What we know from the stories of the life of Jesus is that a righteous life is not an easy life. A righteous life is an abundant life. Paradoxically, doing justice, loving mercy and walking humbly with God will bring us more joy than a self-centered life will. It is deeply meaningful, and sometimes it’s exhausting. It’s a life of vulnerability, of being willing to let your heart be moved by the suffering of the world. Really doing justice will be inconvenient for us. We can’t love mercy from a distance. Walking humbly with God means being willing to change. The United Church of Christ’s statement of faith says that God calls us to accept the joy and the cost of discipleship.
And THAT is why resurrection matters. If we are going to tackle the suffering of the world, we can only have the stamina to do it if we are confident that the power of death has already been defeated. The justice we do, the mercy we extend, is part of undoing the effects of the power of death in the world.
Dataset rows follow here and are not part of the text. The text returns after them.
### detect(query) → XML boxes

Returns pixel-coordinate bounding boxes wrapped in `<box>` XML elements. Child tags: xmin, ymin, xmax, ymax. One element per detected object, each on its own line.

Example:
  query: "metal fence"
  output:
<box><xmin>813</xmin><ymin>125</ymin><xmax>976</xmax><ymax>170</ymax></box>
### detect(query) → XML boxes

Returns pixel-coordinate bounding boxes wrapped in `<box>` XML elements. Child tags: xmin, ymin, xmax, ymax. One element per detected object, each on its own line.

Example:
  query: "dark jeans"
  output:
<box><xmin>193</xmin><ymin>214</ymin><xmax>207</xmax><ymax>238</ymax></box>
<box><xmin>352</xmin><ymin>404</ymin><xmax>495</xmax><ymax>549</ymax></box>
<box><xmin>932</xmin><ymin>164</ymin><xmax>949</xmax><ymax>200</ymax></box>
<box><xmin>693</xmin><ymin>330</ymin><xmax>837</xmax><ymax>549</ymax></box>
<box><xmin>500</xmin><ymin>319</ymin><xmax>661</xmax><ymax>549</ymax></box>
It has been defeated, but there’s still a lot of knots to untie. The loving actions we take, they matter deeply, they are fueled by the power of life. The promise of resurrection energizes us.
And so what we celebrate today is not simply that Jesus came back to life so we can go to heaven when we die. What we celebrate today is the victory of the power of life over the power of death. The power of death, which is active in all the world’s suffering and seeks to extinguish our lights, and seems so strong to us, the power of death is NOTHING when faced with the power of life. The grip of death was broken as God forced open the fist of evil. All that evil seeks to do, God has already undone. In Christ and with Christ, we live in the power of life when we follow the pattern Jesus set out for us. We are resurrection people!
Which is what we celebrate as we come to the table this morning. This table, which is big enough for the whole world, has many meanings to us. In a few moments, I will speak again the ancient words 1 Corinthians, which ends with the reminder that whenever we eat this bread and drink this cup, we proclaim the Lord’s death until he comes. And today of all days, we might want to omit the part about remembering his death, but I think we shouldn’t. If we don’t remember his death, if we don’t remember that the power of death did as much as it could do to Jesus, we won’t feel the impact of the resurrection.
And so beloved ones, let us meet Christ again here at this glorious table. Because as our ancestors in the faith have insisted for hundreds of years, this is the joyful feast of the people of God. People of all genders, all ages, and all races—people with every type of body—come from the east and the west, from the north and the south, and gather about Christ’s table.